Foto: Istimewa

Serang – Kepala Dinas Pertanian Provinsi Banten Agus Tauchid mengatakan produksi kedelai di Provinsi Banten saat ini masih rendah. Kebutuhan kedelai saat ini, kata Agus, masih bergantung pada impor. Menurut Agus, salah satu upaya yang dilakukan Pemprov Banten untuk peningkatan produksi kedelai lokal adalah memberikan bantuan benih dan sarana produksi kepada petani kedelai seluas 2.050 hektar.

Agus menjelaskan, pihaknya terus berupaya untuk meningkatkan produktivitas lahan dan petani kedelai. Diantaranya dengan program perluasan area tanam baru yang tahun ini bakal memberi kontribusi lebih pada sektor kedelai.

Menurutnya, Pemerintah Provinsi Banten terus mendorong peningkatan produksi kacang kedelai untuk kebutuhan bahan baku pembuatan tempe dan tahu, sebagai salah satu upaya stabilisasi harga kedelai yang saat ini harganya mencapai Rp10.200/kg. Bantuan tersebut bersumber dari anggaran Pemerintah Pusat dan Pemprov Banten. Selain itu, pembinaan kepada petani secara kontinyu terus dilakukan, khususnya dalam hal penanganan pascapanen.

“Kedelai lokal yang dihasilkan petani Banten memiliki ukuran yang bervariasi sehingga lebih banyak diserap oleh industri tahu. Sementara untuk industri tempe tidak dapat banyak menyerap karena memerlukan ukuran kacang yang sama. Upaya yang dapat dilakukan petani adalah sortir kedelai yang dipanen, yang berukuran besar dipasarkan ke industri tempe dan sisanya dipasarkan ke industri tahu,” kata Agus Tauchid.

Ia mengatakan, pemberian bantuan benih dan sarana produksi sebenarnya sudah dianggarkan di Tahun 2020, namun karena adanya refocusing anggaran, maka bantuan tersebut kembali dianggarkan pada 2021.
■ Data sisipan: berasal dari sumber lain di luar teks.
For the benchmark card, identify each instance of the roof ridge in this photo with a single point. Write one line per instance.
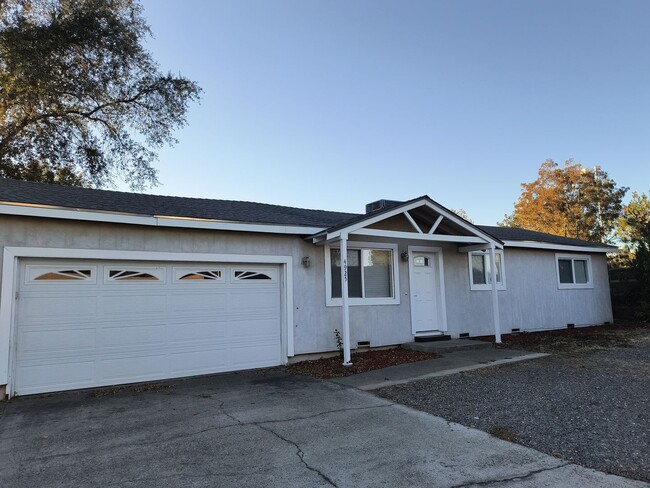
(133, 194)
Terkait dengan naiknya harga kedelai, kata Agus, itu disebabkan Indonesia saat ini masih bergantung pada kedelai impor, sementara harga kedelai dunia sedang mengalami kenaikan. Karenanya dibutuhkan koordinasi semua pihak untuk meningkatkan penyerapan pasar terhadap produksi kedelai lokal.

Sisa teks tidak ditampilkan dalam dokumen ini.